Il est surtout intéressant, quand on a lu avant Lonesome Dove (merveille que je vous conseille), de voir l’évolution de ce duo dans l’âge. Alors que je les ai connu dans leurs vieux jours à l’aube de leur dernière aventure, supportant difficilement les défauts de l’un et de l’autre après des décennies de vie commune, on les rencontre là tout jeune, tout frais, des gosses rêvant de devenir des héros. Confrontés ensemble à la dure vie de la pampa, Woodrow et Gus vont devoir s’endurcir et compter l’un sur l’autre comme jamais.

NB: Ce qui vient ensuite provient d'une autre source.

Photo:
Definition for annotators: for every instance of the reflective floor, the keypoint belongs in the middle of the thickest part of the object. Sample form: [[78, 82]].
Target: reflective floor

Entre les chevauchées endiablées, les ennuis de météo, les fusillades avec Mexicains et Comanches, les « pique-niques » au coin du feu et la peur viscérale du scalp (il y a de quoi franchement), on se laisse couler dans une épopée enivrante avec des personnages hauts en couleur. L’écriture peut paraître parfois un peu lourde, car il y a beaucoup de détails et pas mal de descriptions. Mais c’est largement rattrapé par le talent et l’enthousiasme presque enfantin communicatif de McMurtry qui recrée un décor et des personnages typiques du Far West, sans s’éloigner toutefois de la véracité historique.

Mimine valide et conseille ! 

7 réflexions sur “La Marche du mort – Larry McMurtry

  1. Mouahah ça fait trop envie, je crois que j’ai été convaincue fois mille quand tu as parlé de sortir en poney pour faire régner l’ordre dans le quartier. On se programme ça quand tu veux, entre deux fournées de cookies vegan.
    Nan, sans rire, va falloir lire ça aussi, en même temps je suis tellement fan de ce qu’ils publient chez Gallmeister.